Mercredi soir, des manifestations avaient été annoncées devant le siège du Tribunal constitutionnel à Varsovie, ainsi que dans plusieurs villes du pays. © AFP / KRZYSZTOF ZATYCKI / NURPHOTO / NURPHOTO VIA AFP

À Varsovie, les manifestants ont allumé des fusées éclairantes, brandi des drapeaux arc-en-ciel (emblème de la communauté LGBT), ainsi que des pancartes avec les inscriptions "Cela signifie la guerre", "Libre choix" et "Non à la terreur". Après le siège du Tribunal constitutionnel, les marcheurs se sont ensuite dirigés vers celui du parti ultra-catholique Droit et Justice (PiS) au pouvoir. Le lendemain, jeudi, certains manifestants ont déversé de la peinture rouge devant le siège du Tribunal. La police a interpellé plusieurs personnes qui tentaient d'entrer dans le bâtiment. Le texte controversé a finalement bien été publié tard mercredi soir sur le site internet du Journal officiel. 

Plusieurs manifestant ont brandi des pancartes et portaient des masques ornés d'un éclair rouge, symbole des militants pro-avortement.
Plusieurs manifestant ont brandi des pancartes et portaient des masques ornés d'un éclair rouge, symbole des militants pro-avortement. © AFP / BEATA ZAWRZEL / NURPHOTO / NURPHOTO VIA AFP

Après les manifestations de mercredi et jeudi, plusieurs milliers de personnes sont de nouveau descendues vendredi soir dans les rues de Varsovie pour crier leur colère. Des rassemblements similaires ont également eu lieu dans d'autres villes de Pologne. En plus des éclairs rouges, certaines portaient des foulards verts autour du cou, symbole des militants des droits à l'avortement en Argentine qui ont réussi à obtenir la légalisation de l'avortement dans leur pays le mois dernier.
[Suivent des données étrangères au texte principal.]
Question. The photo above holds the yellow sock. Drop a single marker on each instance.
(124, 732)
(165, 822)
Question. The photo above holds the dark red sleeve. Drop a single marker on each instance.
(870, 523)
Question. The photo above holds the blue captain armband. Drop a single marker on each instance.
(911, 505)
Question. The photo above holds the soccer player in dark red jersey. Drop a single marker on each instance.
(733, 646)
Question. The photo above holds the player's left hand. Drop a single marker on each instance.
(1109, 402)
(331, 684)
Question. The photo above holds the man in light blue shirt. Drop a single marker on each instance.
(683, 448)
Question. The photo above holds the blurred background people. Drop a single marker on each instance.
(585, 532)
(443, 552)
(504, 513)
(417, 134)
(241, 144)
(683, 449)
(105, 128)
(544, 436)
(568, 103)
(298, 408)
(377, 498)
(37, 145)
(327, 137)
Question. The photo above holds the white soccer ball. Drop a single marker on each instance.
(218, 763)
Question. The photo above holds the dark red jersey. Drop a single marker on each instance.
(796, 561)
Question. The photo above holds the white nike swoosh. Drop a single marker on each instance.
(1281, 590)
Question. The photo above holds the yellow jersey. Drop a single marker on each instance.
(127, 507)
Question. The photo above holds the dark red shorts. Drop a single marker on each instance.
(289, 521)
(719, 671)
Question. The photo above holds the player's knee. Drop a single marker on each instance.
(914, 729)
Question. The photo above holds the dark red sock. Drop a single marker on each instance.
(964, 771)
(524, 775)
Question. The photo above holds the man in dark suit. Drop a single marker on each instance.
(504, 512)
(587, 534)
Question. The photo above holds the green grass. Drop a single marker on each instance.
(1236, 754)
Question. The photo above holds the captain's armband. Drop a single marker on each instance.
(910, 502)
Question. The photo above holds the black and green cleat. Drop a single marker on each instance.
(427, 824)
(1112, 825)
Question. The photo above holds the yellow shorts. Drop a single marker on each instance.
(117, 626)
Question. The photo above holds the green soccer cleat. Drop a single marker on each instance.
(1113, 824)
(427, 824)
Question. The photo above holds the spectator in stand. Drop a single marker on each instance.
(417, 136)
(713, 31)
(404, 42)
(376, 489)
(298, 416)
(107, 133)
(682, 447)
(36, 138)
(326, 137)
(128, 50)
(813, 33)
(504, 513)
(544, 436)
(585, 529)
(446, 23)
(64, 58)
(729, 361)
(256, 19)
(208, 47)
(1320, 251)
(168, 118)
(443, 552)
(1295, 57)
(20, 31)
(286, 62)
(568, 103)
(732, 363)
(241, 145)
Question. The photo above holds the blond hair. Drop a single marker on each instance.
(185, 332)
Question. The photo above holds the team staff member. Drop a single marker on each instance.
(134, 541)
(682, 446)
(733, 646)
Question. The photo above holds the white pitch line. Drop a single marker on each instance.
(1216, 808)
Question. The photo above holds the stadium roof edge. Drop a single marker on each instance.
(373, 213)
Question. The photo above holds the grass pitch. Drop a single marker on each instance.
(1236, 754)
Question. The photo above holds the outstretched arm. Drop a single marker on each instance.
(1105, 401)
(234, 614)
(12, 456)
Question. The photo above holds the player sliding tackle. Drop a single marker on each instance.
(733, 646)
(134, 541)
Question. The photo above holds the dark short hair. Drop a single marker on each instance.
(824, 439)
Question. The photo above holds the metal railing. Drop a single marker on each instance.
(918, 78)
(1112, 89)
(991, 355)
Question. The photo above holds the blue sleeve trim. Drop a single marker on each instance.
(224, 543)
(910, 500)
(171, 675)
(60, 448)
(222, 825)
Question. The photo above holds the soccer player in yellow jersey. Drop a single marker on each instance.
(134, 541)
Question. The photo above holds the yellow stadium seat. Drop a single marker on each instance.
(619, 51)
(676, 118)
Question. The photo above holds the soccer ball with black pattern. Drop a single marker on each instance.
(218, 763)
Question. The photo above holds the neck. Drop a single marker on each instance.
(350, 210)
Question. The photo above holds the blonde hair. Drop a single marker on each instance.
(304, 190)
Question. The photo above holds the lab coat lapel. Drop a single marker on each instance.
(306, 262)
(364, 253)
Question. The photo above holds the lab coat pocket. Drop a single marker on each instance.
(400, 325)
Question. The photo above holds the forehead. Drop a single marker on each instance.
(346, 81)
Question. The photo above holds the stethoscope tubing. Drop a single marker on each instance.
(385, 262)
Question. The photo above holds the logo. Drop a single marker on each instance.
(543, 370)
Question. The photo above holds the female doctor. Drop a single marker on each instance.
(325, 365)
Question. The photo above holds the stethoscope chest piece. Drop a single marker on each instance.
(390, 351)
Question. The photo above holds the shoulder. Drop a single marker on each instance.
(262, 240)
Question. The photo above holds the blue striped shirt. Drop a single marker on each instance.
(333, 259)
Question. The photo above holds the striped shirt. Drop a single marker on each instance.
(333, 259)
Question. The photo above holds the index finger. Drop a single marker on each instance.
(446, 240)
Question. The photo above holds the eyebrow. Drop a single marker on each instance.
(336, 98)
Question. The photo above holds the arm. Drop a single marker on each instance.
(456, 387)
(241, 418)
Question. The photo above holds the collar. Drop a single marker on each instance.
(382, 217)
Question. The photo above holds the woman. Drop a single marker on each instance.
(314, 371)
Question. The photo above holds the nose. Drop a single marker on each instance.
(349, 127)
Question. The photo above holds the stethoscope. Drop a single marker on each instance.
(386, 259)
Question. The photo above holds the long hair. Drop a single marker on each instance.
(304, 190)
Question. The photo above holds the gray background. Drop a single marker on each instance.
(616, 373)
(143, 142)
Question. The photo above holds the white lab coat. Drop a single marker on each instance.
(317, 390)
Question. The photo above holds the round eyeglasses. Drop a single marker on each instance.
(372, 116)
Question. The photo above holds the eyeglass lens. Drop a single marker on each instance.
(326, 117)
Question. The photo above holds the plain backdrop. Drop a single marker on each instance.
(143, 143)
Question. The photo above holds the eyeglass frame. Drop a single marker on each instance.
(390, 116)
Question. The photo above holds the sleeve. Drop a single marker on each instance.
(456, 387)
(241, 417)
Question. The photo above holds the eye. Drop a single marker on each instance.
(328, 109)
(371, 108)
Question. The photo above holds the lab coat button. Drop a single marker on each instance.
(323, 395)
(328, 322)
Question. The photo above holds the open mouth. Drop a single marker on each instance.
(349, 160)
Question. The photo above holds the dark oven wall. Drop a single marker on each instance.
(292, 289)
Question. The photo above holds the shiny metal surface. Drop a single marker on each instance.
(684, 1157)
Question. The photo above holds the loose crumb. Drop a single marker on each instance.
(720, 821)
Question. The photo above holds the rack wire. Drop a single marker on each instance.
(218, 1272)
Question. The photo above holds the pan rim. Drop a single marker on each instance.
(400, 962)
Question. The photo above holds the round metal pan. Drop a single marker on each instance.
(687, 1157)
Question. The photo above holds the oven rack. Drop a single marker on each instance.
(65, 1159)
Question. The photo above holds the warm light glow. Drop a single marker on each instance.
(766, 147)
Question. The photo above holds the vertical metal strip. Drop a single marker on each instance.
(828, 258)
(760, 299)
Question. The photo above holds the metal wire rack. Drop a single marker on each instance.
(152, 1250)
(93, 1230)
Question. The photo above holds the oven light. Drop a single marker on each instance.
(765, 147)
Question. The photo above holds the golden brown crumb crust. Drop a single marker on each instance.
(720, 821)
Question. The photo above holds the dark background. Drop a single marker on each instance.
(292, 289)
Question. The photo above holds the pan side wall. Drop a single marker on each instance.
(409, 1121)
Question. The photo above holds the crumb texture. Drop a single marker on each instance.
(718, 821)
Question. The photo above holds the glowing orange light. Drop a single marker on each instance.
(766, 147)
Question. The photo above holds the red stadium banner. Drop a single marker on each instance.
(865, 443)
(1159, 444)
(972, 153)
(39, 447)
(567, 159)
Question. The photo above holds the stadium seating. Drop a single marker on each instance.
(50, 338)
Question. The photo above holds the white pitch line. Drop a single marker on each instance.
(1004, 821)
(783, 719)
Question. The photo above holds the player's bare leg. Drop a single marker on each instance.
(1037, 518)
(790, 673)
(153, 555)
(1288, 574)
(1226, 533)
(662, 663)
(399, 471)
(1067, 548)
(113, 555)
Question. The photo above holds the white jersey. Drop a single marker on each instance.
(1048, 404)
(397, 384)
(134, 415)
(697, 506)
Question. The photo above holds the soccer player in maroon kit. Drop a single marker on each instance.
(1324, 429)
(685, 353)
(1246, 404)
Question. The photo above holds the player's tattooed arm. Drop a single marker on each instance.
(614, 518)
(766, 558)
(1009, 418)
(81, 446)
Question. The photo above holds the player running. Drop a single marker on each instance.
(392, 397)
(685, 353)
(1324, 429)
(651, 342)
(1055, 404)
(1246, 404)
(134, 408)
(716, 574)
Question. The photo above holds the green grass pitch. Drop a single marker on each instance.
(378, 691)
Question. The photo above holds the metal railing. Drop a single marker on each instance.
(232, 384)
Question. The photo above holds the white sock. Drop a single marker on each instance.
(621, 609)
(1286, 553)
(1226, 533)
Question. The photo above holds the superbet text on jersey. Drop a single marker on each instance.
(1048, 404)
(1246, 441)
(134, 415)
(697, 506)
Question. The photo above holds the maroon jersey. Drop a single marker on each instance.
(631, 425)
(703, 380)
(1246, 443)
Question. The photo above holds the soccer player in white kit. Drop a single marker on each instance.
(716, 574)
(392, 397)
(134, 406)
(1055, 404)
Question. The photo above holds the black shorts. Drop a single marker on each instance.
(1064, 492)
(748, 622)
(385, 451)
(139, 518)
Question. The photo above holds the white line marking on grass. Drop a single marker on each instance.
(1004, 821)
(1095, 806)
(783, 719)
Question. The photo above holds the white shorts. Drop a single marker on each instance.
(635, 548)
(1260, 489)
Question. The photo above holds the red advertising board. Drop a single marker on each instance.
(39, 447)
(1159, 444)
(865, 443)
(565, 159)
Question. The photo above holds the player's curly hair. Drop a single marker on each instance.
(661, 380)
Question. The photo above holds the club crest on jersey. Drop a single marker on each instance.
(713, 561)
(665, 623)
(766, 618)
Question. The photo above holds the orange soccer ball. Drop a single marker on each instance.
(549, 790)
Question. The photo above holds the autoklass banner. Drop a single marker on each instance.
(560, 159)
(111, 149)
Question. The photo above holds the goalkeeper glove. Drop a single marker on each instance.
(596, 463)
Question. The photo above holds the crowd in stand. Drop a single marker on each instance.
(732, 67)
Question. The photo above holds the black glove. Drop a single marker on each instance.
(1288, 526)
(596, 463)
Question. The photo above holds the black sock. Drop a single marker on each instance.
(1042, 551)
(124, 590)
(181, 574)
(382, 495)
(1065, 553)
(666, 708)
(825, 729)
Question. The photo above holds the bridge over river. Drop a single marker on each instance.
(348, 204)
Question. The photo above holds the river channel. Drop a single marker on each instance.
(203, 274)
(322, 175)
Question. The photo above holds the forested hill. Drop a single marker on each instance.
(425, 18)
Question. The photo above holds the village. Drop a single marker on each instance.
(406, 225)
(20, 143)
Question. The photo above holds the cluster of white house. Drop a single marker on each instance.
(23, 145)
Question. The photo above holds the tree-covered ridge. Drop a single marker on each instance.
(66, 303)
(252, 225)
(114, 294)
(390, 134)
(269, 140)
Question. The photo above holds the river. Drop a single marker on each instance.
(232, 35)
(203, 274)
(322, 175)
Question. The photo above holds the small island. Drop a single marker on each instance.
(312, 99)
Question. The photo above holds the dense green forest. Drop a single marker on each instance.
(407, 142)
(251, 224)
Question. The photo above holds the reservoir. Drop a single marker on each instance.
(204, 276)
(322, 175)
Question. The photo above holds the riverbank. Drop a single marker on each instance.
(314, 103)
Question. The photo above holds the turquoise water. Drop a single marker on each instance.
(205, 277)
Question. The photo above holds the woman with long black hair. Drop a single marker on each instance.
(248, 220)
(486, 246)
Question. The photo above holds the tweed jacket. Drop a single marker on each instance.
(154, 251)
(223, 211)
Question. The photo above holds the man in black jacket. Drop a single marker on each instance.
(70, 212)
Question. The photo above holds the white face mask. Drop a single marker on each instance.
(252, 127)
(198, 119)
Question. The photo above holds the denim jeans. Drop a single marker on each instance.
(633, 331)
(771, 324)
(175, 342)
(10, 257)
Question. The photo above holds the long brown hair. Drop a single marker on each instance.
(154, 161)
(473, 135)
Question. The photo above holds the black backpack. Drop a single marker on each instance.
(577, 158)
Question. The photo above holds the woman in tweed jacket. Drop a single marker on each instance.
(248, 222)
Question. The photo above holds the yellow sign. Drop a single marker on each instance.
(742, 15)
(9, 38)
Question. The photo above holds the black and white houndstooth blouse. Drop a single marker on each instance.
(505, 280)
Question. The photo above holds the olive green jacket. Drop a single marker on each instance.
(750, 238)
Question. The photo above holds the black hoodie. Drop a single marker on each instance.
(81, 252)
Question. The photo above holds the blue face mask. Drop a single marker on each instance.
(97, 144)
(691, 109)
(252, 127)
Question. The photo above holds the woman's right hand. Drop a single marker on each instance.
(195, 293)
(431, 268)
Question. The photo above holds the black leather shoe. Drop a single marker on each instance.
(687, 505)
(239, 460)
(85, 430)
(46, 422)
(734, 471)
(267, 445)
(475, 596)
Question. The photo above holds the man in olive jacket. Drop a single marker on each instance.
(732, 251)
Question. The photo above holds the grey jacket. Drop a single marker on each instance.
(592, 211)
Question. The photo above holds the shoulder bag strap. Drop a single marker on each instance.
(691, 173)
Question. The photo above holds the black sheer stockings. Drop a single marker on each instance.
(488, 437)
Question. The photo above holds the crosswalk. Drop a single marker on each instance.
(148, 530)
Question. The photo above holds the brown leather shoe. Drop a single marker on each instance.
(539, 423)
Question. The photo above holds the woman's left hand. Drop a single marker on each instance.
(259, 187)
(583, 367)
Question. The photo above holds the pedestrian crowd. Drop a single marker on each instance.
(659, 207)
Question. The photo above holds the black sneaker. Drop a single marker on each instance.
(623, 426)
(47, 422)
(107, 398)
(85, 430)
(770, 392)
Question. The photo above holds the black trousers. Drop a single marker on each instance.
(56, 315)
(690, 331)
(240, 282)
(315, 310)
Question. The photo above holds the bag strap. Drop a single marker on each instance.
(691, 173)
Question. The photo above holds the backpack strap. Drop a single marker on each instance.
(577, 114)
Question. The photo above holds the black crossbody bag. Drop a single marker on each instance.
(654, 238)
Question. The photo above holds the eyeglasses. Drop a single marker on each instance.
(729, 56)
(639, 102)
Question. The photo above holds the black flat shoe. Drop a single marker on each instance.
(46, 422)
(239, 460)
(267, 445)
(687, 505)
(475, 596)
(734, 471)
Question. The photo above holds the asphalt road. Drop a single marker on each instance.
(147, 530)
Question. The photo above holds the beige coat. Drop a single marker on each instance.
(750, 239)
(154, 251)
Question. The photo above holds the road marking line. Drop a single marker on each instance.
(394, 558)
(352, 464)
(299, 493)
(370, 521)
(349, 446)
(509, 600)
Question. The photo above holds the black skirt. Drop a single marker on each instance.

A Varsovie, la manifestation a abouti, sans incidents majeurs, devant la maison de Jaroslaw Kaczynski, le chef du parti Droit et Justice (PiS) au pouvoir, protégée par un dispositif imposant de la police.
A Varsovie, la manifestation a abouti, sans incidents majeurs, devant la maison de Jaroslaw Kaczynski, le chef du parti Droit et Justice (PiS) au pouvoir, protégée par un dispositif imposant de la police. © AFP / FRANCOIS DEVOS / HANS LUCAS / HANS LUCAS VIA AFP

Les manifestations ont été suspendues ce week-end afin de ne pas interférer avec l'organisation du téléthon annuel polonais. Le gouvernement a quant à lui affirmé que la nouvelle interdiction mettra fin aux "avortements eugéniques", en référence à l'avortement de fœtus diagnostiqués avec une trisomie 21. Mais pour de nombreuses organisations de défense des droits de l'Homme, cette mesure forcera les femmes à mener des grossesses non viables. La Pologne, pays majoritairement catholique, a l'une des lois les plus restrictives en matière d'avortement en Europe. Selon les données officielles, aujourd'hui en Pologne, il y a moins de 2 000 avortements légaux par an. Par ailleurs, les organisations féministes estiment qu'environ 200 000 IVG sont réalisées illégalement ou à l'étranger chaque année.